Beachten Sie hierzu den Rat von Anwälten oder weiteren Rechtsauskunftsinstanzen.


Panoramafreiheit (im Rest der Welt)
Viele Länder weltweit kennen eine Regelung wie die Panoramafreiheit gar nicht oder nur eingeschränkt. In Frankreich gilt die Panoramafreiheit z.B. nicht. So ist das Beispiel aus Frankreich weit verbreitet, dass es erlaubt ist, den Eifelturm bei Tag zu fotografieren und die Fotos frei zu verwenden, bei Nacht aber eine Beleuchtungsfirma die Rechte am Eifelturm besitzt, sodass die Fotos vom Eifelturm NICHT frei verwendet werden dürfen.
Die Informationsplattform Wikipedia hält mittlerweile gute weiterführende Texte und Übersichten für Sie bereit. 


Markenschutz
Unternehmen wie z.B. Reiseveranstalter oder Autobauer stecken viel Geld in Werbung. Diese Werbung soll auf ihre Produkte hinweisen, aber auch den Bekanntheitsgrad der Marke erweitern. 
Viele große Unternehmen haben sich dazu ihren Markennamen in Schutzregistern eintragen lassen, sodass lediglich sie diesen Namen verwenden dürfen.

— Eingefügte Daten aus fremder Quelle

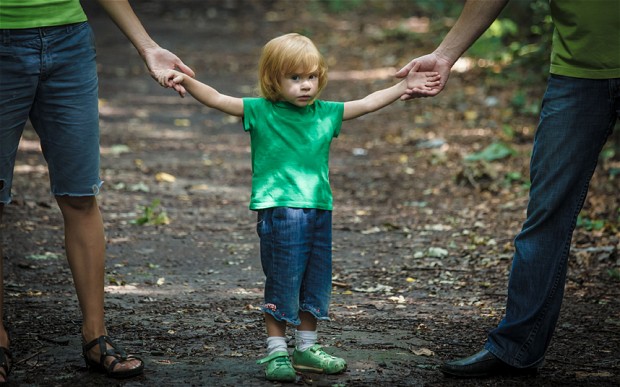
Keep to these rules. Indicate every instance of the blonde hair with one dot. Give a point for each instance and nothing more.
(285, 55)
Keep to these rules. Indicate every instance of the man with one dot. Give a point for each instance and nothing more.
(579, 110)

Was für Marken gibt es?  Wortmarken, Bildmarken, Wort / Bildmarken, Farbmarke, Hörmarke usw. Wir empfehlen Ihnen den Bericht von Wikipedia über Marken (Recht) durchzulesen!

Der Markenschutz ist aber nicht unbegrenzt! Im Markenrecht spricht man dazu von der sogenannten "Erschöpfung" durch den Verkauf der jeweiligen verkauften Sache. Weitere Regelungen der "Erschöpfung des Markenrechts" sind aber sehr spezielle Gebiete, sodass hier nicht weiter darauf eingegangen werden soll.


Geschmacksmusterrechte
In Deutschland haben die Erfinder bzw. Hersteller von Sachen, die auf einen hohen Ingenieuersanspruch zurückgehen, die Möglichkeit, die Optik ihrer Erfindungen mit den sogenannten Geschmacksmustern zu schützen. So geschehen bei z.B. dem ICE oder Autobauern aus den USA, die sich besondere Designs ihrer Modelle haben schützen lassen.
Das bedeutet, dass es Fotografen nicht gestattet ist, Fotos vom ICE anzufertigen (da er auf einen hohen Ingeneursprozess zurückgeht) und diese grenzenlos zu verwenden.